The consultation is being guided by the current GLBTI Health and Wellbeing Ministerial Advisory Committee (MAC), formed in January 2013 by Health Minister David Davis and Mental Health Minister Mary Wooldridge, and made up of diverse LGBTI community leaders.
Community members can make written submissions to the consultation or participate in general community forums and specific sessions targeted at, for example, the intersex community, the bisexual community and the Indigenous health sector.
State health department spokesperson Bram Alexander told the Star Observer the first two targeted consultations with the trans* community and on parents and guardians of transgender and gender diverse children and youth were well attended.
Alexander said the advice coming out of these sessions would inform policy across a number of Victorian Government portfolios.
“The health and wellbeing plan will identify priority health issues for the GLBTI community and provide a solid framework and strategic guidance for current and future policy development within the health, aged care, mental health and drug services portfolios of the Victorian Government,” he said.
MAC member and director of Gay and Lesbian Health Victoria Liam Leonard told the Star Observer the consultation was vital for connecting the broader LGBTI community to the often opaque process of policy development.
“It will have a sense of ownership for people in the community.
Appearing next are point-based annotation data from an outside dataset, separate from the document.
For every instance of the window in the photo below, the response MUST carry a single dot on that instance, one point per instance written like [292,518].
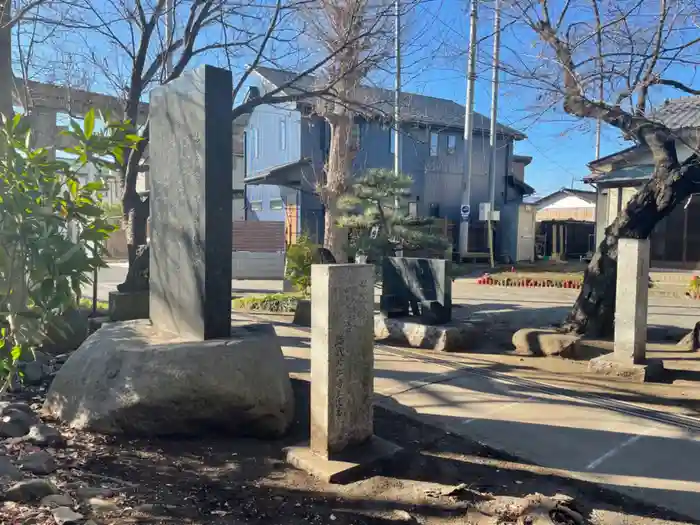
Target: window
[256,145]
[451,144]
[433,143]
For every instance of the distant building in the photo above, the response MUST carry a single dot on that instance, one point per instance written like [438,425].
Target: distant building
[287,145]
[566,223]
[675,241]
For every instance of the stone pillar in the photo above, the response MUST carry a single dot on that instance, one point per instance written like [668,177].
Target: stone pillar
[342,356]
[191,204]
[632,300]
[628,361]
[342,445]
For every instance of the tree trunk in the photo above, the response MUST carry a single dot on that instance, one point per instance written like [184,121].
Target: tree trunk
[6,76]
[338,170]
[593,313]
[134,222]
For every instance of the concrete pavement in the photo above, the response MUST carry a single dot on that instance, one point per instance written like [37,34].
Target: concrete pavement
[641,448]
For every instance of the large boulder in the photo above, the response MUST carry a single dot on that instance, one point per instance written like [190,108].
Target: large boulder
[539,342]
[128,378]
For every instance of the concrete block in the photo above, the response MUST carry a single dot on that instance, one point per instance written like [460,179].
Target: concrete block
[125,306]
[610,365]
[342,356]
[632,300]
[409,331]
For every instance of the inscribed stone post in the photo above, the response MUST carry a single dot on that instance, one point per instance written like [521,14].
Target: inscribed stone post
[631,301]
[342,356]
[191,204]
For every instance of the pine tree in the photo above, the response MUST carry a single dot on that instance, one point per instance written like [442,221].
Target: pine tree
[378,228]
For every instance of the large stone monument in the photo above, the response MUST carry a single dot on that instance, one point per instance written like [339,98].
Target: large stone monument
[342,443]
[628,359]
[416,306]
[187,370]
[191,204]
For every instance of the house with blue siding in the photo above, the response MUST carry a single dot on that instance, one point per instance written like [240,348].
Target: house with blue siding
[287,145]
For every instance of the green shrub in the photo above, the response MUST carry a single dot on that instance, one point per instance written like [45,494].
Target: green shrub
[300,257]
[276,302]
[42,268]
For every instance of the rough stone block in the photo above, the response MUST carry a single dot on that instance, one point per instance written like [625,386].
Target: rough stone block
[351,465]
[126,306]
[610,365]
[191,194]
[539,342]
[411,332]
[129,378]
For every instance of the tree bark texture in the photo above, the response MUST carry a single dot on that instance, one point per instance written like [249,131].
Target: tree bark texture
[594,310]
[338,170]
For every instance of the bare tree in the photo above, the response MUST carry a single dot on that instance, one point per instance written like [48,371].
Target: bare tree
[607,61]
[128,43]
[366,25]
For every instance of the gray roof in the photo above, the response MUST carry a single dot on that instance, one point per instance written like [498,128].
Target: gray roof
[627,174]
[588,196]
[420,109]
[679,113]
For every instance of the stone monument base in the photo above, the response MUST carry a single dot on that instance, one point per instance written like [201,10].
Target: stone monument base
[131,378]
[351,465]
[611,366]
[408,331]
[302,314]
[127,306]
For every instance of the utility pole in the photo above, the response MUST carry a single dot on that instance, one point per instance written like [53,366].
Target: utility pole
[169,34]
[397,100]
[468,129]
[493,131]
[6,75]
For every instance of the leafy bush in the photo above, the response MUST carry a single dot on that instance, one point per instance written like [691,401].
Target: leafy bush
[276,302]
[42,268]
[300,257]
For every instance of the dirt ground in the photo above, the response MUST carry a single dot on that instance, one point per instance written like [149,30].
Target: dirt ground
[439,478]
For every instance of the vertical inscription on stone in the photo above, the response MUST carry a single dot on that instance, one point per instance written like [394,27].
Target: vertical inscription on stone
[191,165]
[342,356]
[632,300]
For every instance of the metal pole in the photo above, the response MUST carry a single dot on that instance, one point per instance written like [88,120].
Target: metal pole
[397,100]
[493,130]
[169,34]
[468,127]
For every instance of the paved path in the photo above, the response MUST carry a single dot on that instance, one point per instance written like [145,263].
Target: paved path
[642,448]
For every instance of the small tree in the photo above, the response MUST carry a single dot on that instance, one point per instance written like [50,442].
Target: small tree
[42,268]
[379,228]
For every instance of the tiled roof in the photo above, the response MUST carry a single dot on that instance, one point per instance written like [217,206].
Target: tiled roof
[626,174]
[416,108]
[679,113]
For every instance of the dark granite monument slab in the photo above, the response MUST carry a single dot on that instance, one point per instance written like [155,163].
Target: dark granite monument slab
[191,204]
[421,287]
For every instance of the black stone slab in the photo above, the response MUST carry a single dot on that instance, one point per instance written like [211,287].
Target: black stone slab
[419,287]
[191,166]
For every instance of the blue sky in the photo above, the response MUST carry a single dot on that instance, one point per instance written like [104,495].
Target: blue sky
[436,41]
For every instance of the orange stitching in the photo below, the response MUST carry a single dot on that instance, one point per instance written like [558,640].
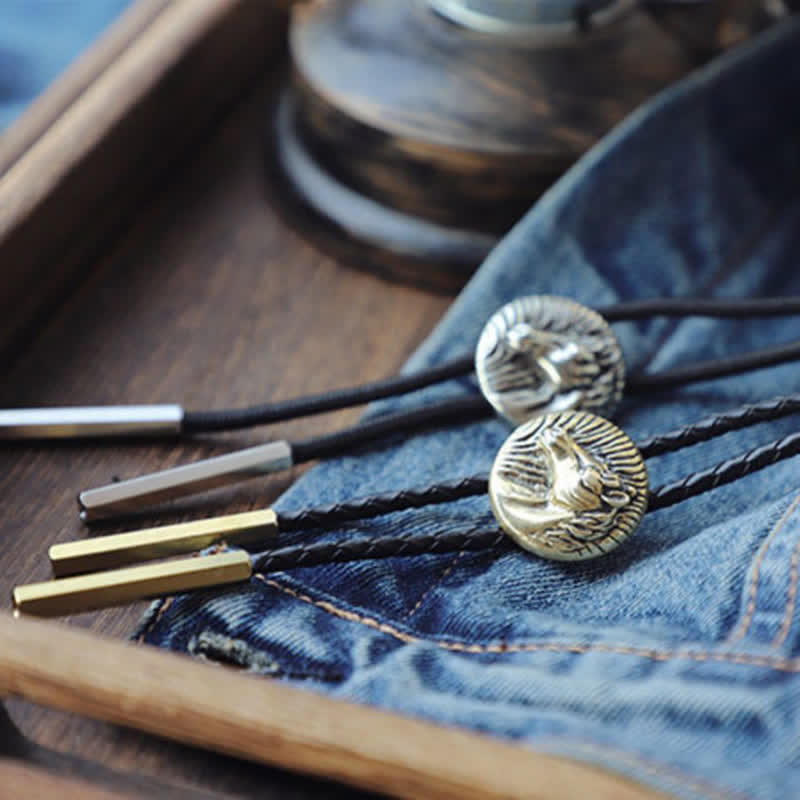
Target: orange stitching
[747,619]
[167,602]
[438,583]
[791,599]
[771,662]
If you just do these things in a vacuum and then just release reports, if you don’t actually consult with the community to see if it’s real, even if what you write up is good, people will nonetheless feel like they haven’t been part of the process,” he argued.
Leonard said he expected some of the issues that will come up in the rural forum and in the trans* and intersex forums are likely not to have been considered by the MAC.
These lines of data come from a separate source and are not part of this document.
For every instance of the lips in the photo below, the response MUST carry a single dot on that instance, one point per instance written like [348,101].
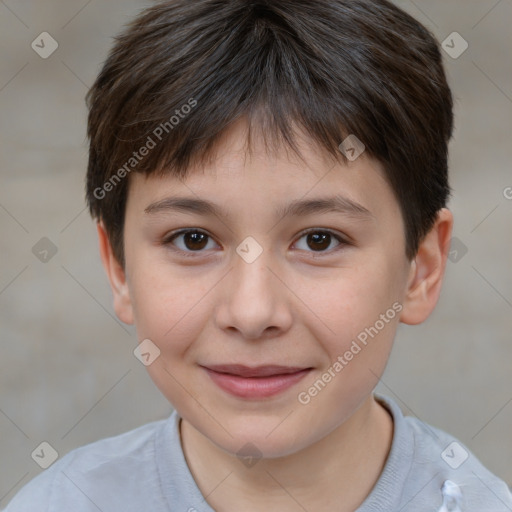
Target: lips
[258,371]
[255,383]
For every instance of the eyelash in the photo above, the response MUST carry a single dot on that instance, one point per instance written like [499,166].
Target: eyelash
[188,254]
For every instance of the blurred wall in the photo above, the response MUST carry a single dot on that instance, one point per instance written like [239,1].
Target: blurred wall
[68,375]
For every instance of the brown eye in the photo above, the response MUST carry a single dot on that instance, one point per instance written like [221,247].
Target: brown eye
[190,240]
[320,241]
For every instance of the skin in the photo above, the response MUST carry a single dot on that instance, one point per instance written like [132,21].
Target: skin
[294,305]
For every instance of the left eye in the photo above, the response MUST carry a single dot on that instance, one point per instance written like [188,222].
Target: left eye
[320,240]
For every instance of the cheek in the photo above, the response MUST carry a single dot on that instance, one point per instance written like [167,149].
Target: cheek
[167,309]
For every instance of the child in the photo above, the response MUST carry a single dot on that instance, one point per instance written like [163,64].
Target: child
[230,140]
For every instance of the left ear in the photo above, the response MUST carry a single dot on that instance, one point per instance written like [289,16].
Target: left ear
[427,271]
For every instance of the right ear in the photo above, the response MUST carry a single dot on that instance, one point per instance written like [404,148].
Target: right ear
[116,276]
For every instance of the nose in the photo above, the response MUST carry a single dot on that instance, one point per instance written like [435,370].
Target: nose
[254,299]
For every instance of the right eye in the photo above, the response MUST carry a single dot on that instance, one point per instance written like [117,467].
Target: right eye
[190,241]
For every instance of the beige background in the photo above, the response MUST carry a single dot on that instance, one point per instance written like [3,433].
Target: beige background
[68,375]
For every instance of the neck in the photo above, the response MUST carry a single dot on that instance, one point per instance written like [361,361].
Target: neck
[341,468]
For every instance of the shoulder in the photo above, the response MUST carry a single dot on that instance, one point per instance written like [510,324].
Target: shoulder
[96,474]
[443,470]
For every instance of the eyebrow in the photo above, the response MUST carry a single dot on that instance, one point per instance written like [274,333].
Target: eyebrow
[301,207]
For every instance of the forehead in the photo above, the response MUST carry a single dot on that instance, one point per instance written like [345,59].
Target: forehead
[240,176]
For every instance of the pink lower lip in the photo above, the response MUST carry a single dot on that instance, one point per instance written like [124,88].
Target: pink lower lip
[256,387]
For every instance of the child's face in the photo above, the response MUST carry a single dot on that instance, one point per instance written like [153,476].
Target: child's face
[301,303]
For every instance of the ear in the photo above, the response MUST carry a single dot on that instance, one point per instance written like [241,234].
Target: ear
[116,276]
[427,271]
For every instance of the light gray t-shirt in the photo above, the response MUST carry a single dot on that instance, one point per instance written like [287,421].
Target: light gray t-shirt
[144,469]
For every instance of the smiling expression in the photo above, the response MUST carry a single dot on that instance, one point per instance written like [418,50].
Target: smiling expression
[257,261]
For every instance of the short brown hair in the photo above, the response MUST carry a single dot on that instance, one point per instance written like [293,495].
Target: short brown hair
[184,70]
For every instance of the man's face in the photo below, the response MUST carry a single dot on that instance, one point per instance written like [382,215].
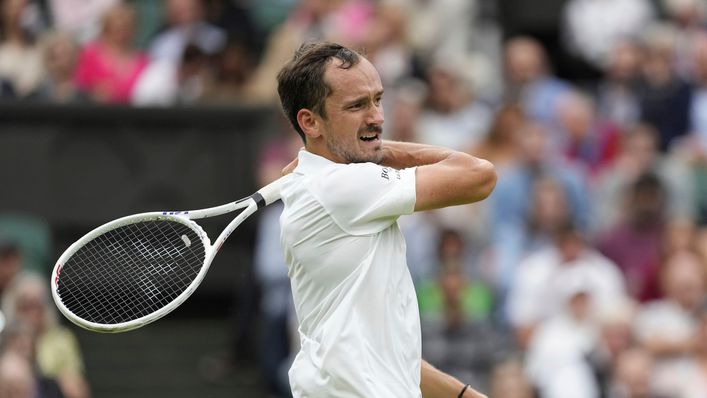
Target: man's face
[354,114]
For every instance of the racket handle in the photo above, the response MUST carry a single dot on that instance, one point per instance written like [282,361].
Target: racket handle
[271,192]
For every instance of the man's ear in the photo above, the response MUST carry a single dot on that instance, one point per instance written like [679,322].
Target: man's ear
[309,123]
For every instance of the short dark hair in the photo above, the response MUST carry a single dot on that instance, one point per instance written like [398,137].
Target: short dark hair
[300,83]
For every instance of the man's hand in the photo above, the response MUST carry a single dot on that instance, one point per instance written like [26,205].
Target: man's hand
[437,384]
[290,167]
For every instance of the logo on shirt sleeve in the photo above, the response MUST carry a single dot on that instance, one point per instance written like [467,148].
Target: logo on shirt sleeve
[387,171]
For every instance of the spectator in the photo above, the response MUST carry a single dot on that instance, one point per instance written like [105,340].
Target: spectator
[556,356]
[307,20]
[615,329]
[583,137]
[164,83]
[619,19]
[530,81]
[438,29]
[20,58]
[634,242]
[639,154]
[617,90]
[668,327]
[82,18]
[455,312]
[234,67]
[698,106]
[687,18]
[471,299]
[60,54]
[18,342]
[666,98]
[501,145]
[186,24]
[57,351]
[537,290]
[109,67]
[509,207]
[452,116]
[508,380]
[633,375]
[386,48]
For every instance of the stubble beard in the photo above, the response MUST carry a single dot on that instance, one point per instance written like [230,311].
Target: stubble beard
[349,155]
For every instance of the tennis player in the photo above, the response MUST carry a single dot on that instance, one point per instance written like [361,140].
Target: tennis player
[354,297]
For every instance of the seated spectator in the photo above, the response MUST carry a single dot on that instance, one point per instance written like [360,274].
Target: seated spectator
[668,327]
[556,360]
[665,97]
[619,18]
[508,380]
[455,312]
[537,290]
[509,206]
[60,54]
[501,145]
[615,335]
[164,83]
[57,353]
[109,67]
[617,89]
[82,18]
[529,80]
[233,68]
[582,136]
[475,297]
[20,58]
[18,342]
[639,154]
[635,241]
[452,117]
[186,24]
[633,375]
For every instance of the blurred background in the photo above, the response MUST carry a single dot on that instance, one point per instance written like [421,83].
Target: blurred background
[583,275]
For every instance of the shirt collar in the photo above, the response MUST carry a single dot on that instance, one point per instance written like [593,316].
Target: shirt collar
[308,162]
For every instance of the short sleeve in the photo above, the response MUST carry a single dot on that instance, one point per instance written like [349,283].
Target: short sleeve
[366,198]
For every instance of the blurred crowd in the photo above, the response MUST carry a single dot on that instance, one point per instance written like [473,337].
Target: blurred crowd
[583,275]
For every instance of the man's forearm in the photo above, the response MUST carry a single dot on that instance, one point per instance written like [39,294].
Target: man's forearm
[400,155]
[437,384]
He also identified a “sea change” in Victoria in recent years around bipartisan support for LGBTI health and wellbeing in the state government.
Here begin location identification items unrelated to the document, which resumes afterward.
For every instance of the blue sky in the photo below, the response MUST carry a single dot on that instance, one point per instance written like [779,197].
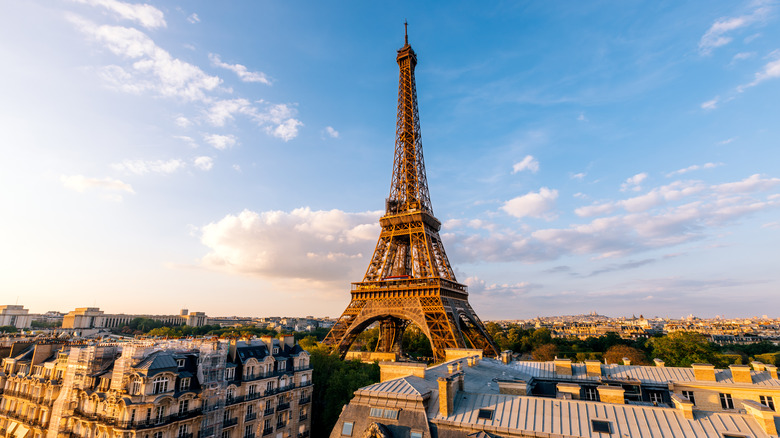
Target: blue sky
[234,158]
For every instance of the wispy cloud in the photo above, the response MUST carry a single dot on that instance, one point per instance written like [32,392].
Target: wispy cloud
[203,163]
[710,104]
[109,188]
[313,246]
[141,167]
[332,133]
[144,14]
[634,183]
[152,70]
[240,70]
[533,204]
[719,33]
[694,167]
[221,142]
[528,163]
[771,70]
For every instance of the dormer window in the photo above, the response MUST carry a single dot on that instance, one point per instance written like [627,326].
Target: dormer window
[160,384]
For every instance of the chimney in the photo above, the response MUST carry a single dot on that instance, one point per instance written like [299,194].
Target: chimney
[568,391]
[741,373]
[758,366]
[704,372]
[611,394]
[562,367]
[448,387]
[772,369]
[764,416]
[593,368]
[683,405]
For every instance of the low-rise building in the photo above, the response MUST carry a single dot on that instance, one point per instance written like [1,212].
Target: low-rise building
[469,396]
[157,389]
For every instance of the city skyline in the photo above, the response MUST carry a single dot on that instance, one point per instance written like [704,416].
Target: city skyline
[609,157]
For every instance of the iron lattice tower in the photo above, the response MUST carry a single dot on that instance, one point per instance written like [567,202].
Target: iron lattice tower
[409,278]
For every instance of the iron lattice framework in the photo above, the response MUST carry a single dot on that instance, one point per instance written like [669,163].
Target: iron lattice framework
[409,278]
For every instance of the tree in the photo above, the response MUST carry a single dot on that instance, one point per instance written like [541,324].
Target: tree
[616,353]
[681,349]
[545,352]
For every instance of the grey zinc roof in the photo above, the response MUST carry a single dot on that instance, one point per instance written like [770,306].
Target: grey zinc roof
[406,387]
[645,374]
[572,418]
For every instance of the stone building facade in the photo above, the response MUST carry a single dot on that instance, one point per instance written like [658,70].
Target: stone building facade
[157,389]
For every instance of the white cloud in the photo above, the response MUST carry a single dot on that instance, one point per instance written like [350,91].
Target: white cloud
[278,119]
[240,70]
[710,104]
[220,142]
[108,187]
[144,14]
[152,70]
[770,71]
[141,167]
[634,183]
[203,163]
[313,246]
[694,167]
[532,204]
[331,132]
[286,130]
[718,34]
[182,122]
[680,212]
[528,163]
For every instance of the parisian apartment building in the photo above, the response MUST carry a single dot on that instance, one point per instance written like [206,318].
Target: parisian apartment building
[185,388]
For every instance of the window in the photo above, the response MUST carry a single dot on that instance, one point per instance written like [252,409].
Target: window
[160,384]
[591,393]
[601,426]
[160,413]
[726,402]
[485,414]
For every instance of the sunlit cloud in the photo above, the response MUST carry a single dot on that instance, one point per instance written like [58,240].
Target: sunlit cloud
[144,14]
[528,163]
[240,70]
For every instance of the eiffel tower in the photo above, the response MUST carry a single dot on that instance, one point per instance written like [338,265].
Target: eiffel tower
[409,279]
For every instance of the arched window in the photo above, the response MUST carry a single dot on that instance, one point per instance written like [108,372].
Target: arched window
[159,384]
“What Victoria has had, unlike almost any other state, has meant that within government there’s been this group that’s been tagged ‘GLBTI’, and over time that’s been reflected in a number of policy positions being developed within government,” Leornard said.
“So I do think Victoria’s unusual in that the existence of a MAC over 14 years has meant that government has had this little GLBTI powerhouse in a way that other governments in other states and territories haven’t around GLBTI issues. Having said that, things are starting to change across the country.”